The following are the biobricks that we have used for our project as well as new biobricks that we have synthesized, to be added to the iGEM Registry of standardized parts.

Major Parts

  • pLAC-rbs-luxI-STPO-pConstitutive(J23119)-rbs-luxR
    - The following three parts were ligated together to create a construct R0062+B0034+C0060. A functional form of the aiiA gene for our system. This assembled part will be submitted to the registry.*



  • C0060
    - The aiiA gene. Would inactivate the autoinducer giving us more control over our system. It is the heart of our construct.



  • J40001
    - one of the components of the not yet oscillating, oscillator. This component was constructed by members of the McGill team last year and has proved successful and robust in its developing capabilities.
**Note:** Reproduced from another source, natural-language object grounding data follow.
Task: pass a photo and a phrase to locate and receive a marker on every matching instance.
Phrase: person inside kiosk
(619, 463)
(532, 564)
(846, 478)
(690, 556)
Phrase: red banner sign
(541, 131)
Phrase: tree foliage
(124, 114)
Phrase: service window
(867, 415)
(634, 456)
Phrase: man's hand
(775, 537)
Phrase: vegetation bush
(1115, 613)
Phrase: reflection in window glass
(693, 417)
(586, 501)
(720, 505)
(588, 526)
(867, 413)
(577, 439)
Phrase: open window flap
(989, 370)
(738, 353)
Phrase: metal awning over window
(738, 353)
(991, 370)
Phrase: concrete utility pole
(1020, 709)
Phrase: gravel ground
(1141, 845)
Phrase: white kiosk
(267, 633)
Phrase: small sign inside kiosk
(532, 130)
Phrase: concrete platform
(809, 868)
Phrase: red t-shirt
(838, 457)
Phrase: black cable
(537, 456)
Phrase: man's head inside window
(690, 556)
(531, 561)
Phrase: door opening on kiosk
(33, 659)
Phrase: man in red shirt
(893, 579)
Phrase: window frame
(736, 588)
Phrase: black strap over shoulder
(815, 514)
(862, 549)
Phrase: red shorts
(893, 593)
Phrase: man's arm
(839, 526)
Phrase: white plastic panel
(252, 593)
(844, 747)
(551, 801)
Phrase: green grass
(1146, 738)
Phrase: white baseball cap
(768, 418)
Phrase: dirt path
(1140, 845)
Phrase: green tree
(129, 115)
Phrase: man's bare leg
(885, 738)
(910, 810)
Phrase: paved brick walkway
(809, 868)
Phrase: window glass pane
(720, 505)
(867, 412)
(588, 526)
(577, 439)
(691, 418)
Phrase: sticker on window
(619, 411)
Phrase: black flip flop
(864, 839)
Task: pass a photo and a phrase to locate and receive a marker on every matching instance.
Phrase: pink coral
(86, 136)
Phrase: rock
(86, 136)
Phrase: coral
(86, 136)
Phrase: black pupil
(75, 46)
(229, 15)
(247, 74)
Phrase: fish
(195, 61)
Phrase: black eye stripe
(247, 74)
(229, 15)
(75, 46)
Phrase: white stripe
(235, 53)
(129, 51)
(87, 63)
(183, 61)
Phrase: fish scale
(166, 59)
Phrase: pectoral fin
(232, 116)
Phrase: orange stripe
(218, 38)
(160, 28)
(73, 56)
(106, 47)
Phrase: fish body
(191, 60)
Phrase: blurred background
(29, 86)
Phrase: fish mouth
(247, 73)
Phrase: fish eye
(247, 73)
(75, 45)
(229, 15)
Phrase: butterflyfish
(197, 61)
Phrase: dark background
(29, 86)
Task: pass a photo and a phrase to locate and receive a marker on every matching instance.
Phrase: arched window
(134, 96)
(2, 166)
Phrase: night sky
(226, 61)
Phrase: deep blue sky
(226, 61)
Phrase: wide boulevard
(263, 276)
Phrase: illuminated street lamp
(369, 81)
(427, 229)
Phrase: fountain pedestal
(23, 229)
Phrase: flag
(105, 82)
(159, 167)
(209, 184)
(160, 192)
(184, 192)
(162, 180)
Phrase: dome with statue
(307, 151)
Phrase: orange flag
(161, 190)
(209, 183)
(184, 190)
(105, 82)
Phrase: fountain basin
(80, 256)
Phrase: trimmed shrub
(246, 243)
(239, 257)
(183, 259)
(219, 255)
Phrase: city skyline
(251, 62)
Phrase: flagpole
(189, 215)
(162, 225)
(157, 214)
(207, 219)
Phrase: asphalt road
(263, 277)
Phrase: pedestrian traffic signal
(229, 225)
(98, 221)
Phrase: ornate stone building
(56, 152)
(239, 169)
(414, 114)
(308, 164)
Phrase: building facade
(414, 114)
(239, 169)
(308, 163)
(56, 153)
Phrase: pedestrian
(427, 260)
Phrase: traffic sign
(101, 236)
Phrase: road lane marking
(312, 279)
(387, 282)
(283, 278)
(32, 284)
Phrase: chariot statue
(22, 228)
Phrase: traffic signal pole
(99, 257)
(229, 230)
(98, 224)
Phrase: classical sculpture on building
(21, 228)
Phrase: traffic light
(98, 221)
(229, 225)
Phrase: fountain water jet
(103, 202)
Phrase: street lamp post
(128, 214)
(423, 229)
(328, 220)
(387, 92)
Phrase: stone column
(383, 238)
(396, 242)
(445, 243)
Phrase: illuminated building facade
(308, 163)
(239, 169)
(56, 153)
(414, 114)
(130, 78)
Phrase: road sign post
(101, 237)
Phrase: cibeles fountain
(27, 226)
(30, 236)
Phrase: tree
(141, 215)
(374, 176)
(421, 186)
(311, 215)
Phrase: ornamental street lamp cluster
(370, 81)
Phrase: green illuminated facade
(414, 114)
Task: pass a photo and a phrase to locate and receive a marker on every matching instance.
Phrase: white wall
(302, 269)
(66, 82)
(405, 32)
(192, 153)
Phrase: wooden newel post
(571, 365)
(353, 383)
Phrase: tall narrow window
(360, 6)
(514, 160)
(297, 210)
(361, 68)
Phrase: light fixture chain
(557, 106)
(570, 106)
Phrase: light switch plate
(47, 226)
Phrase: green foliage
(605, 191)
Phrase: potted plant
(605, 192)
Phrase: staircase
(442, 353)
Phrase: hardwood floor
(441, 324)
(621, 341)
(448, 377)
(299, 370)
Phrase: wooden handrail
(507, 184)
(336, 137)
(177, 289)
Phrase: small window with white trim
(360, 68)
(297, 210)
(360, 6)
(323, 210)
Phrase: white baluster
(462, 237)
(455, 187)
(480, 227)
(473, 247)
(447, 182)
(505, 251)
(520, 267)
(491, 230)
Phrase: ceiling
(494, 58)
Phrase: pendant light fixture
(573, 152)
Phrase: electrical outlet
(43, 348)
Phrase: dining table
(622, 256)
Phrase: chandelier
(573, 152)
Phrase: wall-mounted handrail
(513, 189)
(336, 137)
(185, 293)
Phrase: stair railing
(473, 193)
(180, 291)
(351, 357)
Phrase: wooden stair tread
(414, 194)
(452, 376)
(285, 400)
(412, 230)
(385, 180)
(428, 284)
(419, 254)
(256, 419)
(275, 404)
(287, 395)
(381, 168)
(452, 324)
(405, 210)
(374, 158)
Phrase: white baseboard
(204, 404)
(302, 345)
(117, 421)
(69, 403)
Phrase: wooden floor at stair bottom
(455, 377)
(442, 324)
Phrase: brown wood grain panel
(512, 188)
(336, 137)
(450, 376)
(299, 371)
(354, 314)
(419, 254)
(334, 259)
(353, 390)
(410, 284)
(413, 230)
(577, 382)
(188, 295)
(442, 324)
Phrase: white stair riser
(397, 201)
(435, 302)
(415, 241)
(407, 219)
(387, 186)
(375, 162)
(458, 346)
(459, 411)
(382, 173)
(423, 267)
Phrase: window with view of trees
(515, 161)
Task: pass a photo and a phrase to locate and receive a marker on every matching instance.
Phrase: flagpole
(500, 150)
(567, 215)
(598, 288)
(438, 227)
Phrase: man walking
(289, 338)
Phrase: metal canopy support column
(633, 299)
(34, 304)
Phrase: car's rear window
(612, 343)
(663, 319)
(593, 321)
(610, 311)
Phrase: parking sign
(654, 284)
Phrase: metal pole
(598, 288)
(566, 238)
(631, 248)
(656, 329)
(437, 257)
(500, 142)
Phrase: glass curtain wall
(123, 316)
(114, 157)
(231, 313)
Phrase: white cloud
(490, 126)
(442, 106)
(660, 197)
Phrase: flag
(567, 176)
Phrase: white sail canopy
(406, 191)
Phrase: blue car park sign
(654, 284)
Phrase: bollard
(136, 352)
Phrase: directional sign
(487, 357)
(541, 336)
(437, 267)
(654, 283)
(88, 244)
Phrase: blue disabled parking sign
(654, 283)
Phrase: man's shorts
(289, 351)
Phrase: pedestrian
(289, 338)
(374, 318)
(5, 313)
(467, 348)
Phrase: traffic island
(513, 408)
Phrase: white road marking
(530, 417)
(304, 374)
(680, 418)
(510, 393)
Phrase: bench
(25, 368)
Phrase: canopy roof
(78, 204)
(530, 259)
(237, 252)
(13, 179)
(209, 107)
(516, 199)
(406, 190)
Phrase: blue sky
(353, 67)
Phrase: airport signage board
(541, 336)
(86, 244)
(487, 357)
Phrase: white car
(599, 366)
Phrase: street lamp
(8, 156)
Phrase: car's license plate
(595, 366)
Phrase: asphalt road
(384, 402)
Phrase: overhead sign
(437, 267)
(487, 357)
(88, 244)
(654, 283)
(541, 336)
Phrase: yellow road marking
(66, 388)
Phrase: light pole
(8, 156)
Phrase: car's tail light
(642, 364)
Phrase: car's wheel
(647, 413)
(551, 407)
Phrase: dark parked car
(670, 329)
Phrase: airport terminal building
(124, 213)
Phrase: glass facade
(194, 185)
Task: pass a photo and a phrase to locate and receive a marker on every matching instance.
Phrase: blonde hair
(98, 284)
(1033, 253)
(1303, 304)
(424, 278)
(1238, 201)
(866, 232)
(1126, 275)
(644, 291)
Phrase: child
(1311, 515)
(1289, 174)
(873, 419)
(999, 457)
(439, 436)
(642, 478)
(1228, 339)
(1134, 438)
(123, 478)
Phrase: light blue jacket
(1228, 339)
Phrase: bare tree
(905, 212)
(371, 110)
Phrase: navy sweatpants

It contains a LuxR promoter controlling the expression of LacI. Additionally, this has a reporter CFP which is used to assay the output of the oscillating system.



  • 15611
    - a constituent part of our new repressilator which contains all of the parts as above though lacking the LVA. for the YFP output. Alas, what can we do? We can put an LVA on!



Component Parts

  • E0434
    - the source of the LVA which is a simple YFP protein with the LVA thus, we simiply cut out the LVA from this part and pasted it into the I5611... or not so simply.



  • B0034
    - The rbs for our Aiia construct. Small and difficult to work with (especially when you don't realize that it isn't already included in the aiiA gene itself)



  • R0062
    - luxR promoter. The promoter we will be using to turn on expression of AiiA.



  • I15004
    - the second part of the not yet oscillating oscillator. Using this part directly from MIT reared some problems as the proper bands were not attained and when coupled with the J40001, the predicted results were again, not attained (see lab notebook portion). This brick, from MIT, contains the LacI generator promoter regulating LuxI protein along with a cI LVA. Additionally, there is a LuxR protein, the constituent of the AI, under the control of a tetracycline promoter. Due to the lack of sucess from this brick, we synthesized a new gene with the same basic components though with a few extras: a constitutive promoter for the Lux R, an RFP, and a lot lesser spacer DNA.



Problem Parts

  • I5610
    - this is the Elowitz represillator which is ultimately to be coupled to our oscillating system. This system contains three parts: cI lambda protein regulator through a tetracycline promoter, a lacI protein regulated under a cI lamda promoter, and a tetracycline protein regulated under a lacI promoter. Obviously, this is a triple repressing system leading to robust sinusodial curves when coupled to the oscillator. As we have seen before, the 15610 from MIT was not as they said it was. Through multiple gels and experimentation, it was concluded as such (see the lab protocol). So, we decided to make a new repressillator from is constituent parts which we confirmed from multiple gel runs.